Culex territans, or the Northern Frog-Biting Mosquito, is a species of mosquito found throughout North America, Europe, North Africa, and the Arabian Peninsula.

== Ecology ==
Adult female Culex territans overwinter in protected, humid, underground environments like caves. In northern Europe, overwintering females are found in caves together with Culex pipiens, Culex torrentium, and Culiseta annulata.

Larvae can be found in clean ponds with plenty of vegetation.

== Feeding behavior ==

=== Host preference ===
Females of this species can feed on many vertebrates . However, they most frequently feed on reptiles and amphibians, and they prefer frogs.

=== Finding hosts ===
This species is attracted to the calls of frogs. Light is necessary for host-seeking as they do not feed in complete darkness. Body temperature is not an important cue in host-seeking, which makes sense as their primary hosts are ectothermic.

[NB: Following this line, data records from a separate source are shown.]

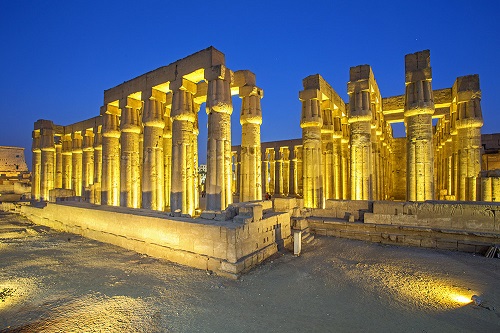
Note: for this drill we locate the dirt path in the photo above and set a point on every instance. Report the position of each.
(57, 282)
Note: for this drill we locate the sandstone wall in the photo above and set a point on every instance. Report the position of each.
(228, 248)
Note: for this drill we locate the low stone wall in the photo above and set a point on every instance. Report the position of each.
(227, 247)
(344, 209)
(462, 226)
(405, 235)
(467, 216)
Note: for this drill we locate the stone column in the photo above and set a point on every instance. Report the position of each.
(250, 156)
(47, 158)
(36, 165)
(311, 123)
(419, 108)
(67, 161)
(327, 148)
(360, 117)
(110, 184)
(96, 195)
(58, 164)
(153, 182)
(167, 152)
(183, 115)
(130, 176)
(76, 178)
(219, 109)
(337, 156)
(285, 170)
(345, 160)
(195, 175)
(88, 160)
(469, 123)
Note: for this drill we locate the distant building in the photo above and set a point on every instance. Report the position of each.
(14, 174)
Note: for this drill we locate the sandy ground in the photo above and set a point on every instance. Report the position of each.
(58, 282)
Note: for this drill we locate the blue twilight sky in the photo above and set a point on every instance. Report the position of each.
(57, 57)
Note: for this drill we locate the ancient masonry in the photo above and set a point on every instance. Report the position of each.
(348, 152)
(142, 150)
(14, 174)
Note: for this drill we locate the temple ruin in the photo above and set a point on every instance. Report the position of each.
(133, 169)
(142, 150)
(15, 179)
(348, 152)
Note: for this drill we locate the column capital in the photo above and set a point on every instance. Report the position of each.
(183, 84)
(218, 72)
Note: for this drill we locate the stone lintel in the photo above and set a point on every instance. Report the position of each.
(310, 94)
(315, 81)
(43, 124)
(219, 72)
(183, 84)
(418, 66)
(251, 91)
(360, 85)
(361, 72)
(203, 59)
(244, 78)
(201, 92)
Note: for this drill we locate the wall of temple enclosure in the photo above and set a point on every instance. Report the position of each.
(361, 160)
(141, 151)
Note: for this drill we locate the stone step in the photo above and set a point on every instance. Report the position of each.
(307, 238)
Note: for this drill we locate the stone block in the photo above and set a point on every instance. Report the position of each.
(284, 204)
(207, 215)
(299, 223)
(320, 231)
(465, 247)
(412, 241)
(387, 207)
(203, 246)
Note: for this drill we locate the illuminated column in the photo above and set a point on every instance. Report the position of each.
(36, 165)
(345, 160)
(311, 123)
(47, 158)
(97, 166)
(327, 148)
(130, 176)
(76, 175)
(153, 182)
(336, 174)
(285, 170)
(67, 161)
(167, 152)
(469, 122)
(58, 164)
(419, 108)
(88, 159)
(250, 156)
(183, 115)
(110, 184)
(297, 170)
(360, 117)
(194, 144)
(219, 109)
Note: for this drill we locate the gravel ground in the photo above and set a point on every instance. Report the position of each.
(59, 282)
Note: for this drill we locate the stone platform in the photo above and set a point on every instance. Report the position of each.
(227, 243)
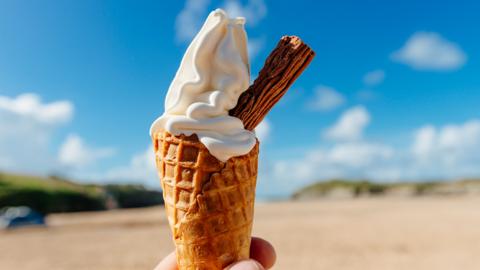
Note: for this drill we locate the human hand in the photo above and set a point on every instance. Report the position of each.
(262, 256)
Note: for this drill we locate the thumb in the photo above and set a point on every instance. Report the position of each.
(245, 265)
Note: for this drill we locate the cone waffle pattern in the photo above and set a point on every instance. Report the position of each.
(209, 203)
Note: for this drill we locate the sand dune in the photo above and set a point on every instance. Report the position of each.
(350, 234)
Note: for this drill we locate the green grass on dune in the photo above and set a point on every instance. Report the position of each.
(54, 194)
(368, 188)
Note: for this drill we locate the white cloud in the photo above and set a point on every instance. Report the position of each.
(26, 130)
(74, 153)
(141, 169)
(430, 51)
(350, 126)
(254, 11)
(373, 78)
(326, 98)
(30, 105)
(446, 152)
(263, 130)
(190, 19)
(449, 147)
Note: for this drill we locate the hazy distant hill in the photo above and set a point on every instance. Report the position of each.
(53, 194)
(341, 188)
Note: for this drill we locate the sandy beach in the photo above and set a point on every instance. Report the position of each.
(383, 234)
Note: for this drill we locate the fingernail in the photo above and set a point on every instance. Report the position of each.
(246, 265)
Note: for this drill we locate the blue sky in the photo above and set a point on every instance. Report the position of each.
(392, 94)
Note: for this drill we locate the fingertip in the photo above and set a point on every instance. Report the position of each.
(263, 252)
(246, 265)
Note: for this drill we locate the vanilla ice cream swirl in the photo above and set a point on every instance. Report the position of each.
(213, 73)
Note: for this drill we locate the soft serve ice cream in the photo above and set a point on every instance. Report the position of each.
(213, 73)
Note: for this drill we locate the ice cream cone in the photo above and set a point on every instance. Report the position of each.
(209, 203)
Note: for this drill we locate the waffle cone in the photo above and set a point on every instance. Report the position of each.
(209, 203)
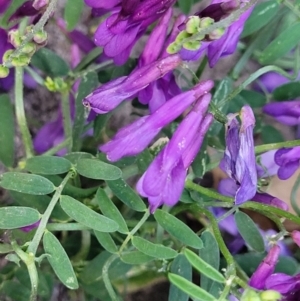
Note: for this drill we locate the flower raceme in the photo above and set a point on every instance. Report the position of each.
(163, 181)
(239, 157)
(134, 138)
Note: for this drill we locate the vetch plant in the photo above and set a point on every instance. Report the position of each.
(173, 120)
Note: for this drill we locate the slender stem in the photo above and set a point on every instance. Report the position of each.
(20, 112)
(106, 279)
(33, 246)
(266, 147)
(134, 230)
(67, 120)
(208, 192)
(294, 196)
(39, 25)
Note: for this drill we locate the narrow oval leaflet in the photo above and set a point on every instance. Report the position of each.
(190, 288)
(126, 194)
(86, 216)
(203, 267)
(15, 217)
(48, 165)
(59, 261)
(109, 209)
(26, 183)
(178, 229)
(98, 170)
(154, 250)
(249, 231)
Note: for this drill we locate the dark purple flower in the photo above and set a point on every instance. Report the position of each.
(135, 137)
(239, 158)
(163, 181)
(287, 112)
(288, 160)
(111, 94)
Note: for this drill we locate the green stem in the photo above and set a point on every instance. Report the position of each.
(33, 246)
(106, 279)
(39, 25)
(134, 230)
(20, 112)
(208, 192)
(266, 147)
(67, 120)
(294, 196)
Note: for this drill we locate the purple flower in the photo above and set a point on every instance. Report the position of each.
(227, 43)
(288, 160)
(129, 20)
(287, 112)
(239, 158)
(135, 137)
(163, 181)
(111, 94)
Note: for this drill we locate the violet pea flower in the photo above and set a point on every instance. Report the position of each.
(163, 181)
(239, 157)
(110, 95)
(134, 138)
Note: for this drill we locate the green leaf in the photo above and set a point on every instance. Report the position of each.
(136, 257)
(87, 84)
(153, 250)
(180, 266)
(249, 231)
(285, 42)
(26, 183)
(110, 210)
(72, 13)
(270, 134)
(7, 131)
(287, 91)
(185, 5)
(178, 229)
(203, 267)
(106, 241)
(50, 63)
(190, 288)
(260, 16)
(126, 194)
(211, 255)
(16, 217)
(59, 261)
(98, 170)
(87, 216)
(48, 165)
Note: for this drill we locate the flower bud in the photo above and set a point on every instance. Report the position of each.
(270, 295)
(193, 24)
(4, 71)
(41, 37)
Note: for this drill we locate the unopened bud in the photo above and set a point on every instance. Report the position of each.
(192, 45)
(14, 38)
(20, 61)
(41, 37)
(4, 71)
(270, 295)
(193, 24)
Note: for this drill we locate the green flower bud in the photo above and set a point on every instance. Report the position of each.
(270, 295)
(20, 61)
(41, 37)
(193, 24)
(192, 45)
(173, 48)
(29, 48)
(6, 55)
(4, 71)
(205, 22)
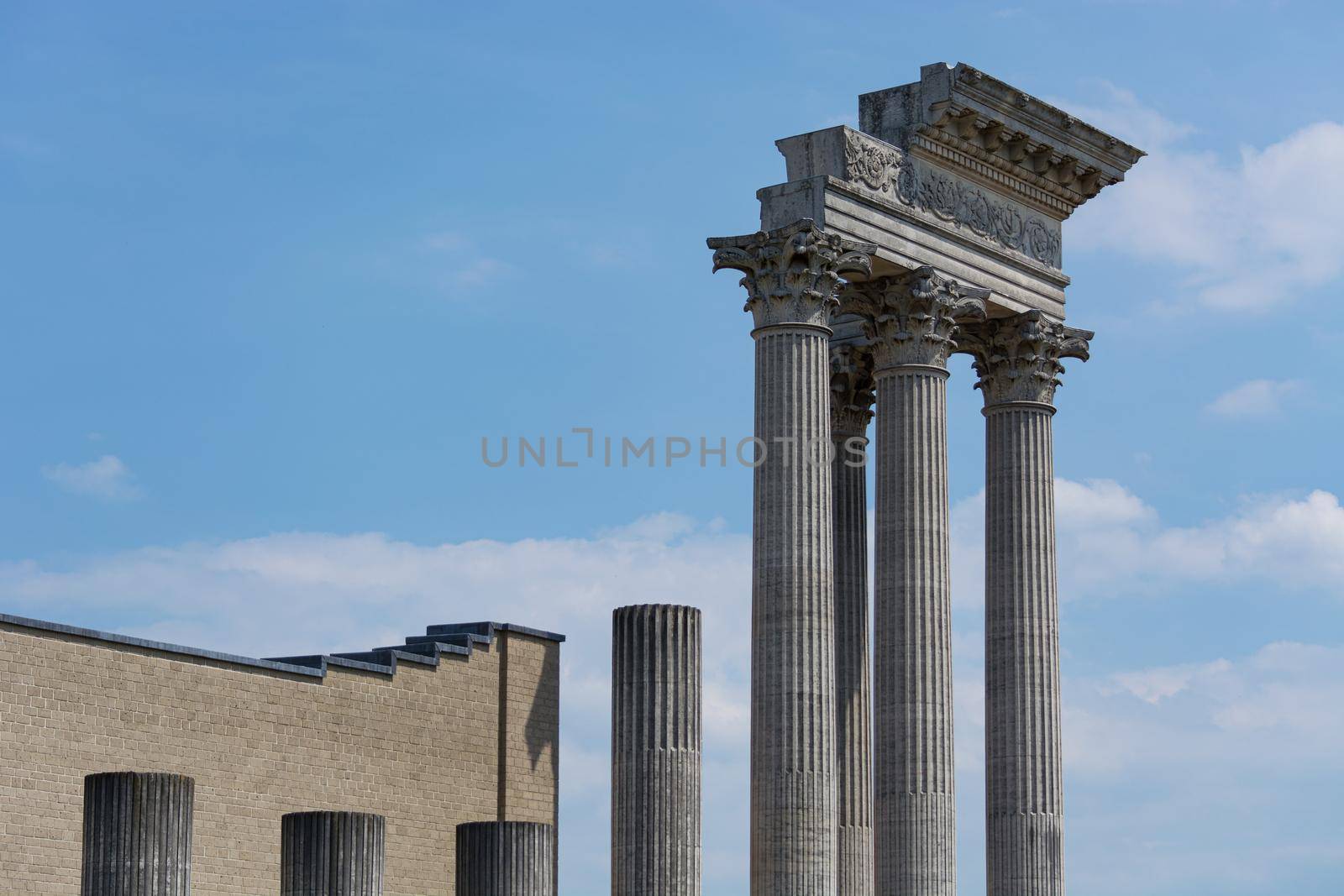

== Medical and veterinary importance ==
Since they mainly feed on frogs, they do not pose a direct threat to human health in terms of vectoring pathogens. However, they have been found to be infected with West Nile Virus and Eastern Equine Encephalitis virus and may occasionally feed on humans, so they can potentially be of public health concern.

Adult female Cx. territans have been found to harbor various pathogens such as anuran trypanosomes, ranaviruses, and filarial worms. It has also been shown capable of mechanically transmitting the spores of chytrid fungus between frogs.